Of even greater importance: Big current donors, and the families of those who have made restricted gifts to Marlboro's endowment, to its scholarships, its buildings, its libraries, and its labs must be willing to step up and say, “No, that's not what this gift was intended for. It was for Marlboro College.”

These initiatives and perhaps others like them would lead to calls to the attorney general's office and to estate and family lawyers, all of which would lead to delay, postponement, even abandonment, giving the College time - through a narrow window - to reform itself.

* * *

The proffered deal's principal component is the Marlboro faculty's seamless shift to Boston. There is nothing coincidental about this; indeed, it would make more sense for Emerson to choose its own faculty for the new Institute.

It's worth understanding that everything here is being driven by consultants. There is a history to it, ever since the open disruptiveness that was Antioch College's closure in 2008.
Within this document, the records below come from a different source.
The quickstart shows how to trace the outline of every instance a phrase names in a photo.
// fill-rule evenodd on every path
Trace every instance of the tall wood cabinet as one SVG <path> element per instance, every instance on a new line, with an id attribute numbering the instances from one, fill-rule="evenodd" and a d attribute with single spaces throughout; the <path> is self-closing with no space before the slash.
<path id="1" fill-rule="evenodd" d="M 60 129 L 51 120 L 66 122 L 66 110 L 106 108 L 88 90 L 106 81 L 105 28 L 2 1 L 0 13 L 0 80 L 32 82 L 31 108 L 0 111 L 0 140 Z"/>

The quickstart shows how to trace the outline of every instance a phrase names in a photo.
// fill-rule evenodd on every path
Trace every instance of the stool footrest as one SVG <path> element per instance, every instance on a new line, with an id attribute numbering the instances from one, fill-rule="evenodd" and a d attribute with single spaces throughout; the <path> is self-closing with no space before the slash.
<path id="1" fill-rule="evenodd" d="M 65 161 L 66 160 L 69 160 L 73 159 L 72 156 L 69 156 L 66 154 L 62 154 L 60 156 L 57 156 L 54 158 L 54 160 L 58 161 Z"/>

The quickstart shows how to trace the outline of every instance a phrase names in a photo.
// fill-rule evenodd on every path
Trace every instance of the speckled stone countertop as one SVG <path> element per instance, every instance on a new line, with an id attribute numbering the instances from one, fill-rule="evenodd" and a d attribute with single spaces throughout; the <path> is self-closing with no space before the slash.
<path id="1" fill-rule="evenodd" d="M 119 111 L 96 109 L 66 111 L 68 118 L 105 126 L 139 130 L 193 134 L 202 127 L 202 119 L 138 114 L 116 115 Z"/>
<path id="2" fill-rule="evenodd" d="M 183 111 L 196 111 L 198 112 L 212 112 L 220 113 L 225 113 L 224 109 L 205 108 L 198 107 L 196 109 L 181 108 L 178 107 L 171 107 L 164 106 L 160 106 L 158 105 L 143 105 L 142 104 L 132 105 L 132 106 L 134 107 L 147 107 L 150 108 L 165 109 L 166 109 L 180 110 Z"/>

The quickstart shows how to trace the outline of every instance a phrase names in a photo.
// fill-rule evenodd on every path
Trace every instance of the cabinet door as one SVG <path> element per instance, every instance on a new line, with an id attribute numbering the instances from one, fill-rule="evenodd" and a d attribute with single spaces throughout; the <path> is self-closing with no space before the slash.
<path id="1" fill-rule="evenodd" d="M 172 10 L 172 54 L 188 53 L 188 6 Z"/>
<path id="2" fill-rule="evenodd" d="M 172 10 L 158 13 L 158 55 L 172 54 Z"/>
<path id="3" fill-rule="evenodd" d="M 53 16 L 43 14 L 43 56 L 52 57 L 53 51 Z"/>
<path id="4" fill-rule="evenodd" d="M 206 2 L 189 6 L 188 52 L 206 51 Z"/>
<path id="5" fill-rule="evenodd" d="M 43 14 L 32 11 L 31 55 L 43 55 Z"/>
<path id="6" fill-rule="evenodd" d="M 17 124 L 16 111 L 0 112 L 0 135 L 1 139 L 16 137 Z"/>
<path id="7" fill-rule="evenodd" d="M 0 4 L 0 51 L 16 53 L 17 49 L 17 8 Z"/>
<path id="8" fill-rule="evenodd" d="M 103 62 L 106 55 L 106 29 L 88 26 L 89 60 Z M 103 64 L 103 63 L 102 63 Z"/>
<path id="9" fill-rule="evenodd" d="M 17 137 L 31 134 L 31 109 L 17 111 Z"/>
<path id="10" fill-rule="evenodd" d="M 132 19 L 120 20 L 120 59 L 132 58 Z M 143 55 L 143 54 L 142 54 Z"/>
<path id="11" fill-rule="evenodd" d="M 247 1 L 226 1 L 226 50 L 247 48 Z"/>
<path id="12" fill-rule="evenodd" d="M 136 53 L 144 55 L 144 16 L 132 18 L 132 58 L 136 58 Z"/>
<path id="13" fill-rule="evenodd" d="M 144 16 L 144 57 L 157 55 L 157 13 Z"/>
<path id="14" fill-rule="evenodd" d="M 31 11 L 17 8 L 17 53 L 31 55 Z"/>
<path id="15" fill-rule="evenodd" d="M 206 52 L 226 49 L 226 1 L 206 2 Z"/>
Ever wakeful, the consultants and advisors who predominate in many higher-education administrations have figured out techniques for boards and presidents “transitioning” and “seeking a new future,” whereby broken institutions can slip away almost noiselessly, minimizing any unpleasantness, releasing boards of the difficult choices they face, and attempting to minimize lawsuits and protests from people or groups who have power.

Antioch's, of course, is ultimately a success story: it reopened in 2011 without accreditation. Three years later, it earned it back and is today pushing along pretty well.

Sweetbriar College is another example of an institution whose trustees attempted to close and whose alumni, faculty, and donors objected. Turned out it wasn't critically injured after all, and is today on a widening road.

So in Marlboro's case, where the board of trustees has succumbed to consultants and their own leadership, defanging the tenured faculty with job guarantees is merely a technique to smooth the deal - to make things happen quickly and easily, without too much angst.

* * *

But say that the faculty - or enough of them - do revolt, and influential donors and their families do intervene, claiming, rightly, their gifts of perpetuity were given to the reality, place, and idea of Marlboro College, in Marlboro, Vt. What would happen if then Marlboro decided to live, instead of die?

What should be employed over a period of years now would have to happen at an accelerated pace.

• The College would “retrench” and “right-size,” seeking to become the college it actually is, a college of 125 to 150 students but with an appropriately sized faculty and administration - and a balanced budget.

• The curriculum would undergo dramatic change, as would student life.

Without these sorts of dynamic changes in place or in the works, and supportable financial projections indicating viability produced, the New England Association of Schools and Colleges will not be persuaded, and the College's accreditation would be further endangered, if not revoked.

All of it isdifficult, or painful, or risky, or all of that together.

But Marlboro College would be there - alive, getting stronger, and looking to the future.

Either way - go to Boston, or stay at home and tough it out - jobs will be lost, careers will be interrupted, and life will remain uncertain.